A natural variation (actually a little easier, I think): what quadrilaterals (or tetrahedra) have as their midpoint quadrilateral a rectangle? Then, putting the two problems together, a square?

3. February 12, 2007 am28 2:03 am 2:03 am

I am not following the logic for “For a tetrahedron, it means that the “midpoint quadrilateral” is a rhombus only if the corresponding pair of opposite sides of the tetrahedron have equal lengths.” If a quad is a special case of a tetrahedron, wouldn’t what holds for the tetr hold for the quad? And in this case, opposite sides cogruent is neither necessary nor sufficient for the quad.

Have I goofed?

February 12, 2007 am28 5:46 am 5:46 am

Sorry, this is what I get for assuming that everyone else has the same picture in their heads that I do :-)

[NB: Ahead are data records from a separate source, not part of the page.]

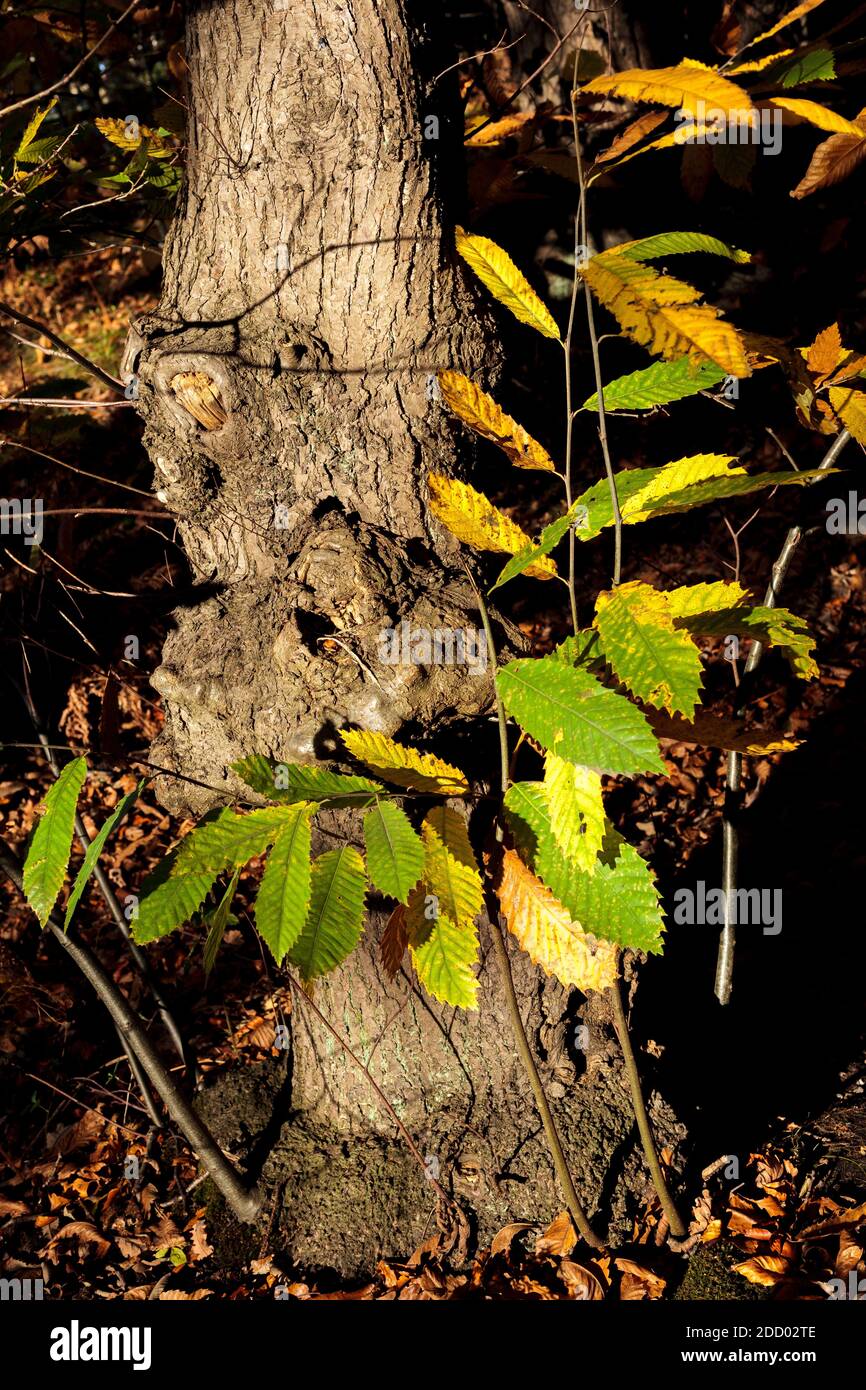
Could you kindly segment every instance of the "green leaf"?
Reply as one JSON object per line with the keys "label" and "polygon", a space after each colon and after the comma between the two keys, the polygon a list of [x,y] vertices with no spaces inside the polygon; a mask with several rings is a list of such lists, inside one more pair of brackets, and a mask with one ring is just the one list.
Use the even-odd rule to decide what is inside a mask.
{"label": "green leaf", "polygon": [[735,608],[748,601],[748,591],[735,579],[717,579],[712,584],[681,584],[665,593],[668,611],[677,618],[692,618],[699,613],[717,613],[722,608]]}
{"label": "green leaf", "polygon": [[86,759],[73,758],[66,764],[45,797],[45,814],[36,827],[24,861],[24,896],[43,927],[66,877],[75,830],[75,808],[86,776]]}
{"label": "green leaf", "polygon": [[566,666],[583,666],[596,675],[607,672],[601,638],[593,627],[581,628],[560,642],[550,653],[554,661],[562,661]]}
{"label": "green leaf", "polygon": [[424,817],[424,883],[439,901],[439,915],[471,925],[484,901],[481,875],[466,822],[450,806],[434,806]]}
{"label": "green leaf", "polygon": [[303,803],[288,808],[256,897],[256,930],[277,965],[297,942],[310,905],[311,812]]}
{"label": "green leaf", "polygon": [[42,164],[49,160],[56,150],[63,144],[62,135],[45,135],[41,140],[34,140],[25,149],[20,149],[15,156],[17,164]]}
{"label": "green leaf", "polygon": [[667,595],[620,584],[596,599],[595,626],[617,678],[645,704],[691,719],[701,694],[701,654],[671,617]]}
{"label": "green leaf", "polygon": [[662,949],[664,921],[652,870],[622,836],[608,833],[590,874],[557,843],[543,783],[516,782],[508,789],[505,809],[521,854],[578,926],[600,941]]}
{"label": "green leaf", "polygon": [[222,810],[203,820],[177,850],[175,871],[189,873],[237,869],[264,854],[286,825],[294,822],[297,806],[262,806],[255,811]]}
{"label": "green leaf", "polygon": [[656,256],[680,256],[691,251],[727,256],[728,260],[736,261],[739,265],[745,265],[752,259],[748,251],[739,251],[736,246],[729,246],[726,241],[708,236],[705,232],[657,232],[654,236],[641,237],[638,241],[609,249],[630,261],[651,261]]}
{"label": "green leaf", "polygon": [[[770,487],[805,487],[808,483],[816,482],[819,478],[826,478],[833,469],[825,469],[820,472],[812,469],[810,472],[794,473],[731,473],[727,476],[721,475],[717,478],[709,478],[706,482],[697,483],[692,487],[682,489],[680,492],[671,493],[667,497],[657,497],[648,502],[645,509],[640,511],[635,508],[635,513],[629,516],[629,522],[646,521],[655,516],[666,516],[673,512],[687,512],[692,507],[702,507],[707,502],[720,502],[729,497],[746,497],[751,492],[760,492],[763,488]],[[580,533],[578,533],[580,534]]]}
{"label": "green leaf", "polygon": [[[725,372],[715,362],[702,362],[696,368],[688,357],[677,357],[672,362],[662,359],[641,371],[617,377],[605,386],[604,408],[609,411],[649,410],[655,405],[668,405],[686,396],[696,396],[699,391],[709,391],[724,380]],[[580,408],[598,410],[598,394],[590,396]]]}
{"label": "green leaf", "polygon": [[391,801],[373,806],[364,817],[367,868],[380,893],[407,903],[424,871],[424,845],[405,811]]}
{"label": "green leaf", "polygon": [[569,527],[577,515],[577,503],[569,507],[564,516],[560,516],[556,521],[552,521],[549,526],[545,526],[538,538],[537,544],[528,545],[525,549],[512,555],[508,563],[503,566],[495,584],[490,586],[489,592],[492,594],[494,589],[500,588],[502,584],[507,584],[509,579],[514,579],[518,574],[534,564],[542,555],[549,555],[551,550],[555,550],[559,542],[567,534]]}
{"label": "green leaf", "polygon": [[172,858],[164,859],[145,879],[138,915],[132,921],[132,937],[139,946],[159,941],[194,917],[219,876],[219,869],[172,872]]}
{"label": "green leaf", "polygon": [[235,890],[240,878],[240,869],[235,869],[231,877],[228,888],[223,893],[218,905],[213,912],[209,912],[206,918],[208,924],[207,940],[204,943],[204,977],[208,978],[214,968],[217,953],[222,945],[226,927],[230,922],[236,922],[237,918],[232,917],[231,907]]}
{"label": "green leaf", "polygon": [[21,160],[22,154],[24,154],[28,147],[33,144],[33,141],[39,134],[39,128],[42,125],[42,122],[45,120],[45,117],[48,115],[48,113],[54,110],[55,106],[57,105],[57,100],[57,97],[52,97],[47,106],[37,106],[36,110],[30,117],[30,120],[24,128],[24,132],[21,136],[20,141],[18,142],[18,148],[15,151],[14,156],[16,160]]}
{"label": "green leaf", "polygon": [[787,608],[728,608],[677,618],[675,626],[704,637],[751,637],[777,647],[801,680],[820,674],[812,655],[815,639],[803,619]]}
{"label": "green leaf", "polygon": [[783,87],[799,87],[803,82],[830,82],[836,76],[836,60],[832,48],[813,48],[783,59],[767,73],[769,82]]}
{"label": "green leaf", "polygon": [[277,763],[255,754],[232,763],[241,781],[269,801],[337,801],[341,806],[369,806],[384,788],[369,777],[348,777],[306,763]]}
{"label": "green leaf", "polygon": [[588,671],[529,658],[510,662],[497,684],[508,713],[549,752],[596,772],[664,772],[645,716]]}
{"label": "green leaf", "polygon": [[547,753],[544,792],[556,843],[578,868],[593,873],[610,828],[598,773]]}
{"label": "green leaf", "polygon": [[421,984],[434,999],[457,1009],[477,1009],[478,980],[472,967],[478,960],[478,932],[458,926],[450,917],[425,922],[409,938],[412,963]]}
{"label": "green leaf", "polygon": [[69,924],[72,921],[72,914],[74,913],[76,907],[78,906],[81,900],[81,895],[87,887],[87,881],[90,878],[90,875],[96,868],[97,860],[99,859],[100,854],[105,848],[106,840],[108,839],[112,830],[114,830],[115,826],[118,825],[121,820],[123,820],[123,817],[126,815],[127,811],[129,811],[132,808],[134,803],[141,796],[141,790],[146,780],[146,778],[142,778],[138,786],[135,788],[135,791],[128,792],[127,795],[117,803],[111,815],[108,817],[108,820],[105,821],[104,825],[101,826],[98,834],[94,836],[94,838],[88,845],[87,853],[84,856],[84,863],[78,870],[78,877],[76,878],[75,883],[72,887],[72,892],[69,895],[69,902],[66,904],[66,917],[63,922],[63,928],[65,931],[69,931]]}
{"label": "green leaf", "polygon": [[[679,460],[679,462],[682,463],[683,460]],[[666,467],[670,468],[671,465],[667,464]],[[666,516],[673,512],[687,512],[692,507],[700,507],[707,502],[718,502],[729,497],[744,497],[748,493],[758,492],[762,488],[803,487],[808,483],[815,482],[818,478],[826,478],[827,474],[832,471],[835,470],[825,469],[823,473],[818,469],[802,473],[795,473],[793,470],[791,472],[752,474],[742,471],[730,472],[709,478],[705,482],[680,488],[668,496],[654,497],[647,501],[645,507],[639,506],[640,494],[645,489],[652,488],[654,484],[657,485],[657,480],[664,469],[631,468],[617,473],[615,481],[620,509],[623,512],[623,523],[626,526],[631,526],[639,521],[651,520],[656,516]],[[577,500],[587,509],[586,526],[575,532],[579,540],[592,540],[606,526],[613,525],[613,504],[606,478],[594,483]],[[626,504],[628,504],[627,508]]]}
{"label": "green leaf", "polygon": [[134,939],[141,945],[157,941],[188,922],[217,877],[264,854],[294,810],[264,806],[239,815],[224,807],[202,820],[145,880]]}
{"label": "green leaf", "polygon": [[335,970],[355,949],[364,927],[366,891],[364,861],[353,845],[319,855],[309,911],[290,952],[305,980]]}

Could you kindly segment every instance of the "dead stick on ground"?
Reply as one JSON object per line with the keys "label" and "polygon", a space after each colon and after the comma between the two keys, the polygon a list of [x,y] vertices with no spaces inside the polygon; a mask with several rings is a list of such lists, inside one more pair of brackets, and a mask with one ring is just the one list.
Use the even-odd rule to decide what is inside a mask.
{"label": "dead stick on ground", "polygon": [[[845,445],[850,441],[851,435],[847,430],[841,430],[837,434],[830,448],[818,464],[821,472],[832,468],[837,458],[841,454]],[[787,536],[785,544],[779,552],[779,558],[773,565],[770,583],[764,595],[764,607],[775,608],[779,602],[779,594],[785,582],[785,576],[794,558],[801,540],[803,531],[800,526],[792,526]],[[740,682],[739,695],[740,701],[743,698],[745,677],[754,671],[764,654],[764,648],[760,642],[753,642],[746,664],[743,668],[743,681]],[[731,999],[731,991],[734,984],[734,949],[736,947],[737,924],[735,921],[736,890],[737,890],[737,862],[739,859],[740,836],[738,826],[740,787],[743,774],[743,755],[741,753],[728,754],[727,766],[727,785],[725,787],[725,808],[724,821],[722,825],[722,890],[725,905],[725,920],[719,936],[719,953],[716,959],[716,984],[715,994],[720,1004],[728,1004]]]}
{"label": "dead stick on ground", "polygon": [[[11,847],[0,837],[0,869],[15,886],[23,891],[21,868]],[[55,940],[93,986],[101,1002],[111,1014],[112,1022],[123,1039],[124,1047],[134,1051],[147,1073],[154,1090],[161,1097],[169,1117],[177,1125],[187,1143],[198,1154],[214,1183],[225,1197],[239,1221],[255,1221],[261,1199],[256,1191],[245,1187],[210,1130],[202,1123],[192,1106],[175,1086],[163,1066],[156,1049],[123,995],[116,988],[96,957],[80,941],[67,936],[56,917],[48,919],[48,928]]]}

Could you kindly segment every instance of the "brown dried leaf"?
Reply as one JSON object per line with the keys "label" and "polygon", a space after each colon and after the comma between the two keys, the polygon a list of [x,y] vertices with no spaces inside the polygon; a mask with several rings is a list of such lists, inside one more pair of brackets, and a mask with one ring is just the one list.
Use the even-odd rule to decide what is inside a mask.
{"label": "brown dried leaf", "polygon": [[[857,121],[861,121],[866,113],[866,107],[859,112]],[[821,144],[812,155],[812,162],[803,175],[796,188],[791,189],[792,198],[806,198],[810,193],[815,193],[819,188],[830,188],[833,184],[841,183],[847,179],[866,159],[866,131],[861,136],[856,135],[831,135],[828,140],[822,140]]]}
{"label": "brown dried leaf", "polygon": [[734,1265],[734,1271],[742,1274],[744,1279],[748,1279],[750,1284],[777,1284],[783,1275],[790,1270],[790,1260],[783,1259],[780,1255],[756,1255],[751,1260],[743,1260],[741,1264]]}
{"label": "brown dried leaf", "polygon": [[591,1269],[575,1264],[573,1260],[563,1259],[559,1262],[557,1274],[568,1289],[569,1298],[585,1303],[598,1303],[604,1298],[601,1282]]}
{"label": "brown dried leaf", "polygon": [[503,1226],[501,1231],[496,1232],[490,1243],[491,1255],[507,1255],[515,1237],[519,1236],[521,1231],[531,1230],[531,1221],[512,1221],[510,1226]]}
{"label": "brown dried leaf", "polygon": [[409,936],[406,930],[406,909],[398,903],[385,924],[379,949],[382,952],[382,966],[385,974],[393,980],[403,963]]}
{"label": "brown dried leaf", "polygon": [[636,1302],[640,1299],[662,1297],[667,1281],[662,1279],[660,1275],[653,1274],[650,1269],[644,1269],[634,1260],[627,1260],[622,1257],[614,1260],[614,1264],[622,1274],[622,1283],[619,1289],[621,1299],[626,1302]]}
{"label": "brown dried leaf", "polygon": [[577,1244],[577,1232],[567,1211],[555,1216],[535,1242],[536,1255],[570,1255]]}

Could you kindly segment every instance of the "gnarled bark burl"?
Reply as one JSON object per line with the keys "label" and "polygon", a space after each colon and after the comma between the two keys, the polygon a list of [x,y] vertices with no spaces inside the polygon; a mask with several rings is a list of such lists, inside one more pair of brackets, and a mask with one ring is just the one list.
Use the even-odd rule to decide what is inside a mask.
{"label": "gnarled bark burl", "polygon": [[[459,172],[459,118],[442,104],[448,82],[430,81],[433,10],[408,0],[189,8],[186,180],[162,297],[135,325],[125,367],[139,378],[160,496],[202,585],[153,677],[166,707],[153,759],[223,800],[240,790],[233,760],[339,757],[344,725],[423,730],[446,752],[449,726],[487,727],[489,677],[379,659],[385,627],[478,623],[456,547],[425,500],[428,469],[462,467],[435,373],[489,381],[498,364],[487,311],[453,254],[446,185]],[[438,139],[427,138],[431,117]],[[513,647],[515,634],[500,633]],[[220,796],[167,778],[159,792],[176,811]],[[357,833],[350,815],[325,828],[329,845]],[[557,1210],[489,943],[481,1010],[456,1014],[408,974],[389,981],[377,935],[374,916],[359,951],[317,988],[317,1006],[369,1062],[481,1235]],[[609,1211],[616,1188],[622,1217],[645,1176],[615,1045],[599,1034],[585,1058],[573,1046],[574,1000],[522,957],[515,973],[582,1195]],[[405,1251],[429,1220],[430,1185],[367,1081],[303,1009],[290,1089],[265,1172],[286,1183],[290,1254],[350,1271]],[[255,1106],[243,1118],[243,1104],[206,1099],[218,1132],[226,1118],[221,1138],[252,1137],[267,1121]],[[660,1102],[654,1118],[670,1139]]]}

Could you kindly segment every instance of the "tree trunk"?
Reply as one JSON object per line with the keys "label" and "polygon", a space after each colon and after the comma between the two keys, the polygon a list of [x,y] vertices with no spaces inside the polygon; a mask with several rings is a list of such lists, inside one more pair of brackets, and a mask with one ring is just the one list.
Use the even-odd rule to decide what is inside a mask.
{"label": "tree trunk", "polygon": [[[217,791],[163,778],[176,812],[237,795],[228,765],[244,754],[339,757],[336,731],[348,724],[392,736],[411,725],[428,738],[467,721],[488,727],[489,672],[379,659],[383,628],[401,621],[477,626],[454,543],[425,505],[427,470],[461,469],[459,431],[431,383],[443,367],[484,379],[499,365],[445,212],[460,122],[438,104],[448,84],[426,80],[449,56],[436,61],[415,11],[407,0],[189,8],[186,183],[162,298],[126,359],[159,495],[201,585],[153,678],[166,707],[153,760]],[[440,138],[427,138],[437,119]],[[513,650],[513,629],[499,631]],[[333,816],[323,831],[333,845],[357,823]],[[316,1006],[369,1062],[480,1235],[558,1210],[489,940],[481,1010],[457,1014],[408,976],[387,978],[380,922],[374,914],[364,944],[317,986]],[[623,1224],[645,1178],[621,1069],[593,1028],[588,1054],[574,1046],[574,1000],[515,954],[579,1187],[590,1209],[601,1203]],[[432,1191],[303,1004],[292,1025],[281,1127],[267,1087],[264,1109],[242,1121],[244,1078],[205,1107],[218,1130],[222,1114],[230,1142],[271,1123],[266,1176],[286,1184],[291,1256],[357,1272],[421,1237]],[[674,1142],[658,1100],[654,1117]]]}

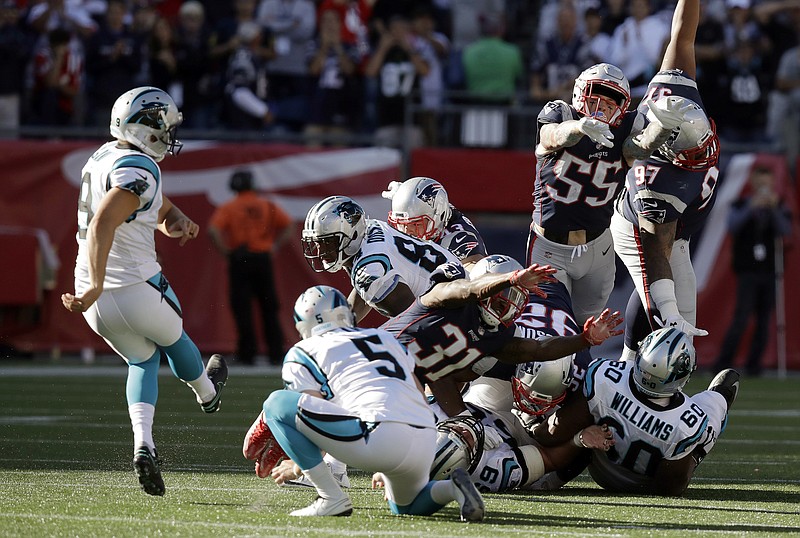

A tetrahedron has 6 edges. Let’s say the tetrahedron is ABCD, with edges AB, BC, CD, DA, AC and BD. These correspond to the 4 sides and two diagonals of a quadrilateral — if you pick one vertex of the quadrilateral up out of the plane, you can’t tell whether the segments connected to it were sides or diagonals any more.

We only want a quadrilateral, so we pick only 4 edges of the tetrahedron. For instance, I chose AB, BC, CD and DA, leaving out one pair of opposite edges (AC and BD). There were 2 other ways I could have done this (excluding AB and CD or excluding AD and BC). Now, when I take the midpoints of those 4 edges, I’m making a particular choice: I’m identifying those 4 edges with the edges of a quadrilateral, which leaves the other two edges to be the diagonals. Thus, the condition “two opposite edges are equal” for a tetrahedron corresponds to the condition “diagonals are equal” for a quadrilateral.

There are 3 different ways that I can choose a “midpoint quadrilateral” of a tetrahedron; having one pair of opposite sides equal only insures that I get one “midpoint rhombus.” It does show something else, though: suppose I have a quadrilateral. I take the midpoints of the two diagonals and two opposite sides and join them. The resulting quadrilateral is a rhombus if and only if the other two sides are equal.

5. February 12, 2007 am28 6:30 am 6:30 am

OK, I make sense out of this by saying: in the planar (degenerate) tetrahedron, two edges are reduced to diagonals… Maybe we are better off looking for the centroid tetrahedron of a tetrahedron. But this goes beyond what I am comfortable playing with quick answers to.

February 12, 2007 pm28 6:10 pm 6:10 pm

Possible question: I haven’t tried this out myself yet.

Quadrilateral B is formed by joining the midpoints of the sides of Quadrilateral A. If Quadrilateral A is similar to Quadrilateral B, what possible forms can Quadrilateral A take. (Simple case: a Square, but are there other answers?)

February 12, 2007 pm28 9:22 pm 9:22 pm

An excellent question, Clueless — Jonathan’s theorem again gives us that the quadrilateral must be a parallelogram to start. Every parallelogram is defined by two side lengths and one angle measure. I think that if you give me two of these values, there will always be a unique value of the third parameter which makes such a parallelogram. (Actually, with one caveat: the parallelogram with sides a, b and angle t is the same as the parallelogram with sides a, b and angle 180 – t.)

For example, I believe that a parallelogram with sides of length 1 and phi (= (rt(5) – 1)/2) and an angle of 60 degrees is such a figure.